Tor pointed over his shoulder to the pile of ash. Apparently, not transforming meant he wouldn’t turn into a vampire. Was that some kind of twisted birthday present?
“The bad news,” Tor continued, “is monsters exist.”
Ah, hell. Kaz had always liked monsters. They’d not slept under his bed when he was little because his mother had chased them away with the broom. But then she died, and his world had, as well.
Tor picked up something from the ground and studied it. He held the bloodied key before Kaz. “This fall out of your pocket?”
Kaz swiped the old brass key and nodded, shoving it deep in his jeans pocket.
“Key to your house?”
Kaz shook his head. “Don’t have a home anymore. I’m on my own and doing just fine.”
The man nodded, and stood. “Damn right, you are. You’re one tough kid.” Hands at his hips, he peered over the destruction, then began to shuffle the ash toward the garbage bin, spreading it out. He picked up the singed clothing and dropped it in the trash bin. “My job is to ensure others don’t start believing all the myth and legend that really does exist. No one will suspect those bits of ash were once a creature of the night. You going to tell anyone what you saw, Kaz?”

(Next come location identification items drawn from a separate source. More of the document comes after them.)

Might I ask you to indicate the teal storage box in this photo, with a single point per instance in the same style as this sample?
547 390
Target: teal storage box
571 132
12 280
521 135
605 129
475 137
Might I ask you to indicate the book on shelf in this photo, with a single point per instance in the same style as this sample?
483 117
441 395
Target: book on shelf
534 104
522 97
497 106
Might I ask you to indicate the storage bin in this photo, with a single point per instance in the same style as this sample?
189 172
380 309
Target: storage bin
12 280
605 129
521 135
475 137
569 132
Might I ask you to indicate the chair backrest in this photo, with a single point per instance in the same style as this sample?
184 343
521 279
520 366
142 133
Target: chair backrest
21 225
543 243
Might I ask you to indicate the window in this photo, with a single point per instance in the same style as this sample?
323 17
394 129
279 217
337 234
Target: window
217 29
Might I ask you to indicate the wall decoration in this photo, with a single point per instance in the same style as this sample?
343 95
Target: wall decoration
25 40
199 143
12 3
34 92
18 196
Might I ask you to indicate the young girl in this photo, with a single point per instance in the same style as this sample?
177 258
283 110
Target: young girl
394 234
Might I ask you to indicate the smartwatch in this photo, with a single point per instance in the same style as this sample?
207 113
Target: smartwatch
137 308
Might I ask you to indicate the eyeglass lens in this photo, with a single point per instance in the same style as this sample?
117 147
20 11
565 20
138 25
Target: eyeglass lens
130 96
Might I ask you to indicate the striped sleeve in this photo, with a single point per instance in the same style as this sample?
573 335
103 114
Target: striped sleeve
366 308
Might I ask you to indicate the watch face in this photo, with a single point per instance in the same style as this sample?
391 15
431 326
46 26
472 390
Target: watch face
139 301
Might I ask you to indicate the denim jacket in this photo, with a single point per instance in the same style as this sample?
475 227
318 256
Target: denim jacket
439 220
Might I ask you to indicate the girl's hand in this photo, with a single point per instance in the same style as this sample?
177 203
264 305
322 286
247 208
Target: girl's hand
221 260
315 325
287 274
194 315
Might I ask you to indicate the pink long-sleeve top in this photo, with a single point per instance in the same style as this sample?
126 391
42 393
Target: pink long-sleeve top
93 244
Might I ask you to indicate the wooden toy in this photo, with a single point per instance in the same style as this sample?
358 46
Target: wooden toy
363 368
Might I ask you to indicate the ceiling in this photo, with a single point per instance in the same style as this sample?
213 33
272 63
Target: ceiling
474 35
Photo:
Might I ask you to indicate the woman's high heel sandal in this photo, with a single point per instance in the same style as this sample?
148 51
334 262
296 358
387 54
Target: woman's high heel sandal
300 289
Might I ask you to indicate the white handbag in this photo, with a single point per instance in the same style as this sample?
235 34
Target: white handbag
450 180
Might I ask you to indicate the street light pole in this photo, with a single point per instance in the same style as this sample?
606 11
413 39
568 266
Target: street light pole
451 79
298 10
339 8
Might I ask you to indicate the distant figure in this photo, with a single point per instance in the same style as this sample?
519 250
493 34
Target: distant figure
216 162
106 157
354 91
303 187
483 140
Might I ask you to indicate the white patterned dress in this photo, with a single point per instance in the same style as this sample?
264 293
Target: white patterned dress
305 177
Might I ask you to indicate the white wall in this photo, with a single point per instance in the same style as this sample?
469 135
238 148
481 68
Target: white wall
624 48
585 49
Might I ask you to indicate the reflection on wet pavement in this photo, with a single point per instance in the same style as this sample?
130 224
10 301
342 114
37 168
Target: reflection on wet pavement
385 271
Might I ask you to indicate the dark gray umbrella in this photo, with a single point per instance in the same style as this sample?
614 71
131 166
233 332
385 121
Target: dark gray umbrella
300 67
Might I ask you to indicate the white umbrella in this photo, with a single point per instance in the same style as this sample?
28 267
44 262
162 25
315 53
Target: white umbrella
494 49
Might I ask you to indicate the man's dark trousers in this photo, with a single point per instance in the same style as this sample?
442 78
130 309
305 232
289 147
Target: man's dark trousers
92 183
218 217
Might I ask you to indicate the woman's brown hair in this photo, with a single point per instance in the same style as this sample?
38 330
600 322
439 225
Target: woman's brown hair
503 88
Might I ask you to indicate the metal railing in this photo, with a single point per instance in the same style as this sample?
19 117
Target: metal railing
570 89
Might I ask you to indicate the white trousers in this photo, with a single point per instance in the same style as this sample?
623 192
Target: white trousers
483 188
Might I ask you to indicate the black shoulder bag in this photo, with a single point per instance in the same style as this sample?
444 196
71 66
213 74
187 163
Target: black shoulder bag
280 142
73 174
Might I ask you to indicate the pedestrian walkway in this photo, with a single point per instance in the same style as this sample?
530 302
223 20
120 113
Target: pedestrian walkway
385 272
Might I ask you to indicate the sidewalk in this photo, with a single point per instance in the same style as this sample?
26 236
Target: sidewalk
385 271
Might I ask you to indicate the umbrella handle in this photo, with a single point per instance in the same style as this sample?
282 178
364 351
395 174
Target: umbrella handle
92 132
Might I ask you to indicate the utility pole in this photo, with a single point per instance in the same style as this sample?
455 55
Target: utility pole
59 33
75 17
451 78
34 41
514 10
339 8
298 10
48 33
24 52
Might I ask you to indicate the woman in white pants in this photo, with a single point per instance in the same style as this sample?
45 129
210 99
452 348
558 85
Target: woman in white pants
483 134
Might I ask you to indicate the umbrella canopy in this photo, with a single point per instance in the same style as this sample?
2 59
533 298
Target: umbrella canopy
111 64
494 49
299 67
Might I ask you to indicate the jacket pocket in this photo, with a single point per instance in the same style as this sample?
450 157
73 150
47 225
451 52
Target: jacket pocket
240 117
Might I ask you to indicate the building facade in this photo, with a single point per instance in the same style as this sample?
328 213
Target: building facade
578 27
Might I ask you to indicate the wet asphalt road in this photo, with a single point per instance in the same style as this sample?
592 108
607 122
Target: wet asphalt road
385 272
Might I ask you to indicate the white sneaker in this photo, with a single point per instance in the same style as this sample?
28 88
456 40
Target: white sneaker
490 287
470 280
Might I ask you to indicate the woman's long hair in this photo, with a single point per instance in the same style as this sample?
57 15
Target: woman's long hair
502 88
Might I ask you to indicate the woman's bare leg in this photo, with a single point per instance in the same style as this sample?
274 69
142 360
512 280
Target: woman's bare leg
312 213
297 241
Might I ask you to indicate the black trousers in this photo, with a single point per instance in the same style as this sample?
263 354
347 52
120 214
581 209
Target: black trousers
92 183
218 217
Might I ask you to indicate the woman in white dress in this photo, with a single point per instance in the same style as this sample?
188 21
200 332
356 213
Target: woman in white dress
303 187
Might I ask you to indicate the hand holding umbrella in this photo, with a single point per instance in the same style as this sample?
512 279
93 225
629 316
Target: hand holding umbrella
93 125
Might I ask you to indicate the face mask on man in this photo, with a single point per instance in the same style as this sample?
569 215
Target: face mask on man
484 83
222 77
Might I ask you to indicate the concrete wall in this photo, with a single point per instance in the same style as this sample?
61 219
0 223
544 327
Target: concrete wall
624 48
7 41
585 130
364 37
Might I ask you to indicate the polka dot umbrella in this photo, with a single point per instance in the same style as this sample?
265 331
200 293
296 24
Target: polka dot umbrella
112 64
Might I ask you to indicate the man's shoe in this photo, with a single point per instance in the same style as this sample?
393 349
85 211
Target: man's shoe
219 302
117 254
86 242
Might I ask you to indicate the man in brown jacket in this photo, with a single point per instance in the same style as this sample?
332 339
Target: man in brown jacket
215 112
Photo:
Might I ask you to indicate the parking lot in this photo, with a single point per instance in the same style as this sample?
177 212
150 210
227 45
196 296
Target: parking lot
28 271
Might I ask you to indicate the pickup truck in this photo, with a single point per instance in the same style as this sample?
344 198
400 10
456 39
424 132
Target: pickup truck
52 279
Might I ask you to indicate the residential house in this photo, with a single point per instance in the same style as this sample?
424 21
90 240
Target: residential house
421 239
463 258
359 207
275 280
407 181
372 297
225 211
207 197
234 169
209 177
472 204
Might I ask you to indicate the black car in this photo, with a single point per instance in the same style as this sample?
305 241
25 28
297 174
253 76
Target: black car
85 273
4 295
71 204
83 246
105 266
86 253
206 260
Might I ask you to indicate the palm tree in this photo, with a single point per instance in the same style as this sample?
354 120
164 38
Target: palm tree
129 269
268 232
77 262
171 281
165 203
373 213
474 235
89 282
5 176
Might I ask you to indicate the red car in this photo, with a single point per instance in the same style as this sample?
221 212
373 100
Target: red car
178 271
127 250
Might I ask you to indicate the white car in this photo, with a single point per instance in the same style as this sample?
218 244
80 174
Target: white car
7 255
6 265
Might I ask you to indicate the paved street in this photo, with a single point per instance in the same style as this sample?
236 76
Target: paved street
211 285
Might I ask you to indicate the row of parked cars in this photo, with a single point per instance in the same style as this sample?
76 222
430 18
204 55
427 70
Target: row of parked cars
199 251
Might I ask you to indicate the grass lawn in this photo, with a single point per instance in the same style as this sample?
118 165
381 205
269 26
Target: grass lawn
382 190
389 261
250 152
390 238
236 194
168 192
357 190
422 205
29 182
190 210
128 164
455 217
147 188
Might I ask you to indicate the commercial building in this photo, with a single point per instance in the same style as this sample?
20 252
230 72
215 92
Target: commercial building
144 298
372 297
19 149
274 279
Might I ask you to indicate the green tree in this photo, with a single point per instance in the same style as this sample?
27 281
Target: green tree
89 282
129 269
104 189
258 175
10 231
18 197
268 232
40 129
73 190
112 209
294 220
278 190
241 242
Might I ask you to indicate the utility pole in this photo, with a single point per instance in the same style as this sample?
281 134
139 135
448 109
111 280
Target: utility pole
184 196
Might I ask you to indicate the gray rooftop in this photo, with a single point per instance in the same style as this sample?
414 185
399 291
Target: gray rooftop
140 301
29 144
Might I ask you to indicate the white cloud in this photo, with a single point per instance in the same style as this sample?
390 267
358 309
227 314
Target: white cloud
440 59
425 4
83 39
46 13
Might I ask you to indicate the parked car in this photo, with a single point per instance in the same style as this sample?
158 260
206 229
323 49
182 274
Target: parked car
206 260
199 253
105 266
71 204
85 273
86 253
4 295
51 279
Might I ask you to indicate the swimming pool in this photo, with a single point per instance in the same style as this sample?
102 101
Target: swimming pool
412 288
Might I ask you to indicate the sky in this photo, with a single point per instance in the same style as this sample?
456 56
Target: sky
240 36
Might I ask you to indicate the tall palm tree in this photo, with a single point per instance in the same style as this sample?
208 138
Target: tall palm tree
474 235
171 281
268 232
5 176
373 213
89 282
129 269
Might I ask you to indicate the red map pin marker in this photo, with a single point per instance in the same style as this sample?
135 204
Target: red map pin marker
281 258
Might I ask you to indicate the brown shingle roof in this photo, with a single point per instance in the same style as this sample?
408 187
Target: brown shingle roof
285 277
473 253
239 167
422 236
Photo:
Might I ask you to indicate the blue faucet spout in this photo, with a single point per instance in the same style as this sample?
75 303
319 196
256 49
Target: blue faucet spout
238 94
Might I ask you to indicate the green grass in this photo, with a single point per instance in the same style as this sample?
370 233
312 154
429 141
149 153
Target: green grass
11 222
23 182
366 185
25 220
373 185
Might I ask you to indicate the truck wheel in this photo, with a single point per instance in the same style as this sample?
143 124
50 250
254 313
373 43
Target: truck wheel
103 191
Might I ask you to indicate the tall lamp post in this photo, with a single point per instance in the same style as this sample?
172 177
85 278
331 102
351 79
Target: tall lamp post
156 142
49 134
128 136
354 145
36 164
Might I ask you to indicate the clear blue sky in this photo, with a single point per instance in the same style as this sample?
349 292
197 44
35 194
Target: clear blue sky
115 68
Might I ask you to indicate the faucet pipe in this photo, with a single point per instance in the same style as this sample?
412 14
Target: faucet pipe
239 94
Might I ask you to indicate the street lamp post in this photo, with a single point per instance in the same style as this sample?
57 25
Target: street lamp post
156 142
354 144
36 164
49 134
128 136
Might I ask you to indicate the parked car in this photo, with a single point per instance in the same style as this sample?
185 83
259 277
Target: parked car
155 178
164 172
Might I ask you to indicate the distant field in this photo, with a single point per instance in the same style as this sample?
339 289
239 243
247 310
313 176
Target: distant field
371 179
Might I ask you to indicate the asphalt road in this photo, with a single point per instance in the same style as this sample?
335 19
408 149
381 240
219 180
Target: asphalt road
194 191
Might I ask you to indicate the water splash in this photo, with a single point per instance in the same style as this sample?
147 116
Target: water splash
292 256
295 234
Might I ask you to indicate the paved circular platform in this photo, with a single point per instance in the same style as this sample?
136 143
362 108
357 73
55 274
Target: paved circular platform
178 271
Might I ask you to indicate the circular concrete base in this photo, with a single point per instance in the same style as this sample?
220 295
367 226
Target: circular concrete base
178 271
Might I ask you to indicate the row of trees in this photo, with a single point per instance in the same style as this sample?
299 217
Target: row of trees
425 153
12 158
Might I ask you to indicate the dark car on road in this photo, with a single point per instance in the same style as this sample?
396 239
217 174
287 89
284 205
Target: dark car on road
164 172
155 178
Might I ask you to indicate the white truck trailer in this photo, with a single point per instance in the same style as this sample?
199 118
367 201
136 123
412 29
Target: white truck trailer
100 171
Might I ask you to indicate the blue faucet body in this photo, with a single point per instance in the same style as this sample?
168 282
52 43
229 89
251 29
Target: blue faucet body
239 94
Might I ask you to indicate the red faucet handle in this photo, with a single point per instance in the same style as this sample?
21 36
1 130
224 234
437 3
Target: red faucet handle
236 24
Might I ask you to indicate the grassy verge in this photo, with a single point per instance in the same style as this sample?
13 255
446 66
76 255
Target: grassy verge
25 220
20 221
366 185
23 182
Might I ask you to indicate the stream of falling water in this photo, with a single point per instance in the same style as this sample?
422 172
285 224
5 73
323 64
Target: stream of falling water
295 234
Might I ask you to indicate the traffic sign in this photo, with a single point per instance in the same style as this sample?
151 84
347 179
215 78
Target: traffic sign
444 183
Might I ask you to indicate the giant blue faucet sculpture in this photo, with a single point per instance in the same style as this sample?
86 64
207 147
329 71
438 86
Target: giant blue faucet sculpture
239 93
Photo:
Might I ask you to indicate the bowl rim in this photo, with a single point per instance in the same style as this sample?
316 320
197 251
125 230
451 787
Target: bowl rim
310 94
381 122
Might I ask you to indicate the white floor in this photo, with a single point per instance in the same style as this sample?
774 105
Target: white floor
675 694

Kaz tucked his head against his elbow and closed his eyes. He shook his head. He wasn’t even sure what he’d seen. What he’d done. He’d killed a vampire?
“You have a talent with the stake,” Tor said. “Homeless, eh?”
Kaz nodded minutely but didn’t look up at him.
“Well, you’ll need the wound cleaned up so it doesn’t get infected. And...to be totally up front with you, I don’t have a home for you or a means to help you.”
“Don’t need your help.”
“Course not. But there is a man I know who would be interested in talking to you. His name is Rook, and he heads an organization of knights who protect humans from creatures like the one that attacked you.”
“Knights?”
Kaz looked up into Tor’s eyes, blinked and saw...the truth. Along with the truth, he also saw a deep and concerned kindness he’d not recognized for years. So without thinking it through, he grabbed Tor’s offered hand and stood up, wobbly, yet not out for the count by any means.
“You can trust me,” Tor said, “though I know you won’t. You’re a smart kid and know how to protect yourself and that’s how it should be. But do you want to learn how to use that thing the right way?”
Kaz looked at the bloody chair leg he still gripped. The man was offering him something he hadn’t known in a long time—trust. And he wanted it with every breath he inhaled.
“Come on,” Tor beckoned.
And Kaz took his first steps toward chivalry, something he wouldn’t comprehend until many years later.